By Kenneth Dierschke
I read recently that climatologists are predicting a 70 percent chance for El Niño to develop this year in the Pacific Ocean. I hope they are wrong. What we need is a 100 percent chance.
El Niño is the warming of the central and eastern Pacific Oceans. It alters the jet stream flow across the United States and helps bring wetter-than-normal weather to Texas.
Farmers and ranchers have been praying for a major weather-maker for many years. Despite a recent wet spell that has greened up the country considerably, most of Texas is still suffering from the same drought that we’ve been battling since the last El Niño episode in 2009-2010. Texas agriculture has lost billions of dollars because of the dry weather. We need a drought-buster to fill soil profiles and replenish the aquifers used for irrigation.

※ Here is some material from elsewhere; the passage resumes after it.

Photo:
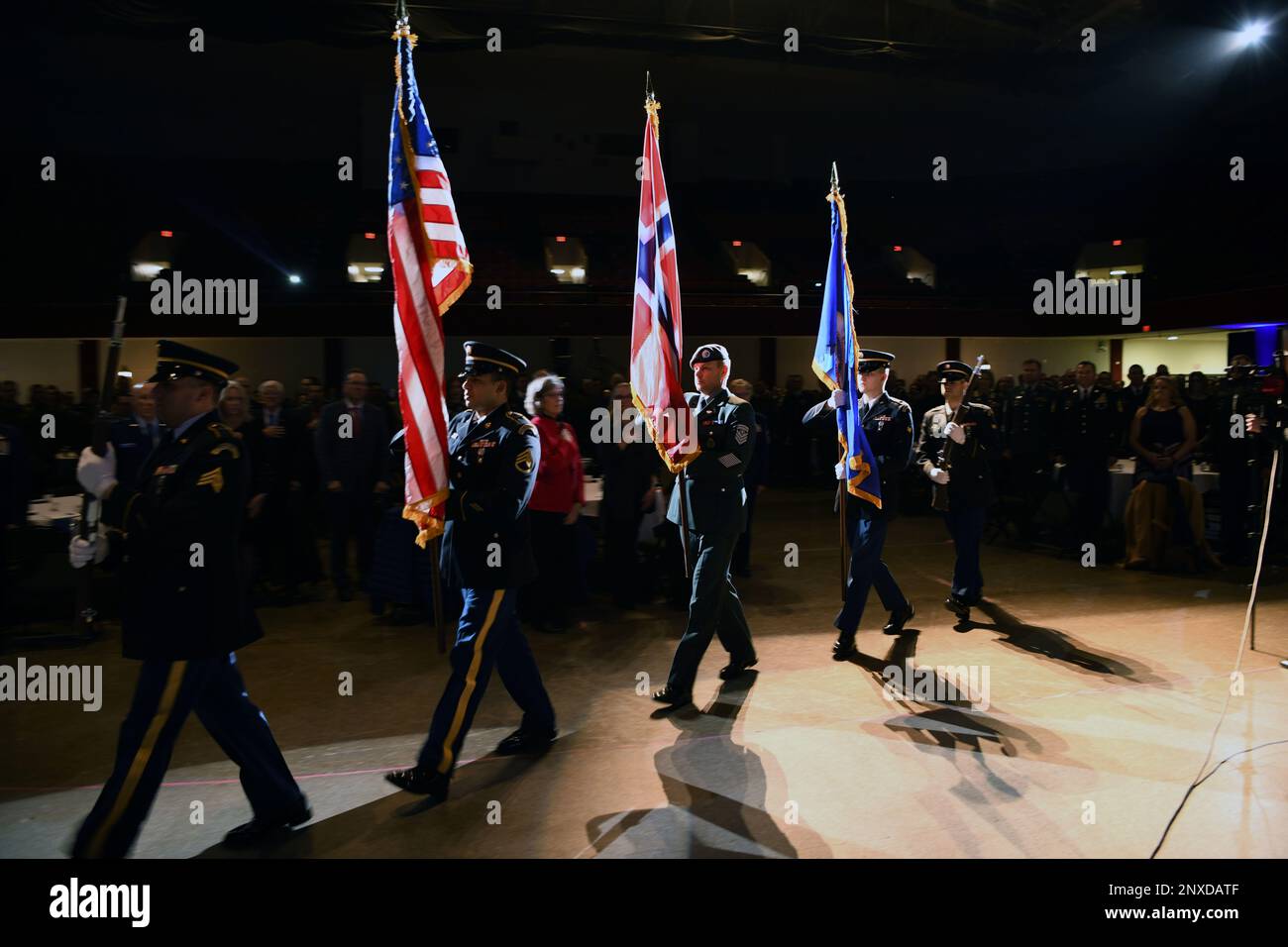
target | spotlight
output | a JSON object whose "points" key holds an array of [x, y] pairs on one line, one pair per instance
{"points": [[1250, 34]]}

Sadly, it’s not just agriculture that is affected. Municipal water supplies for many Texas cities and towns are literally drying up. Currently, the state’s surface reservoirs stand at only 64 percent full. The Highland Lakes reservoirs in Central Texas are only a third full. The situation is dire in some parts of Texas. Wichita Falls, for example, is weeks away from running out of water.
Without water, growth stops, industry flees, and Texas residents lose homes and jobs.

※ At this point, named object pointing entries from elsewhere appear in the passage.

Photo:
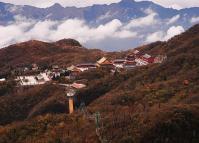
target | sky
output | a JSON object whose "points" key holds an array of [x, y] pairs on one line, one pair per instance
{"points": [[178, 4]]}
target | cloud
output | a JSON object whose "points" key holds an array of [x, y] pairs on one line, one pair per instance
{"points": [[47, 3], [142, 22], [176, 4], [173, 19], [156, 36], [173, 31], [164, 36], [194, 20], [23, 30]]}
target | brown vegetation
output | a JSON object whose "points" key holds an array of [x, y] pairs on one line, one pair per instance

Luckily, voters had the foresight last year to vote for Proposition 6, which will address the long-term water needs of the state. However, until that funding is directed to the most critical projects on the drawing board, Texas needs some short-term relief.

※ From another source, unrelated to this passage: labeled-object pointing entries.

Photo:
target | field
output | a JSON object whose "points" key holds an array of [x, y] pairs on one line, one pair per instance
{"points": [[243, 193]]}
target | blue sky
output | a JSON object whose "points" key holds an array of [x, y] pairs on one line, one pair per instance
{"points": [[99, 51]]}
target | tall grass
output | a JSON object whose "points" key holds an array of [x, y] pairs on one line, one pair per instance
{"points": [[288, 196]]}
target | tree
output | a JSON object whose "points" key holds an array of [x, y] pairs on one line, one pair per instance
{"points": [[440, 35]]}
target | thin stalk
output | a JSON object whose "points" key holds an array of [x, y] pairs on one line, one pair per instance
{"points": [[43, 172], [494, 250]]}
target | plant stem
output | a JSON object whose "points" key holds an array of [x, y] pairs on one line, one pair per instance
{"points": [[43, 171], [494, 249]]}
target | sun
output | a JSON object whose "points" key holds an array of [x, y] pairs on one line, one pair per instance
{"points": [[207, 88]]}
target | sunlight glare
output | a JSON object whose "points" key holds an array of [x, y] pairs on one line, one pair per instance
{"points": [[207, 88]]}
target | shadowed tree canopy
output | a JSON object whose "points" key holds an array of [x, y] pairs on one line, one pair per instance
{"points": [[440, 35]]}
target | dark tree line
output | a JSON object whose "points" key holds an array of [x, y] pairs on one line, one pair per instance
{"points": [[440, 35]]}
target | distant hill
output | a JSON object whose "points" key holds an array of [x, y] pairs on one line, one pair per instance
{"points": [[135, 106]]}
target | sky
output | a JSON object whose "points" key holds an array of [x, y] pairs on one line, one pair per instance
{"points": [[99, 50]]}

We can look toward the Gulf of Mexico for a hurricane or tropical storm, but climatologists say chances are not good for storms to develop. And nobody wants the destruction that those storms could bring.
Better we have an event like El Niño. Although it doesn’t guarantee abundant rainfall, it looks like the best shot we have.
Promising signs point toward a wet fall. All Texans have a stake in this. Let’s join together and pray El Niño pays us a visit.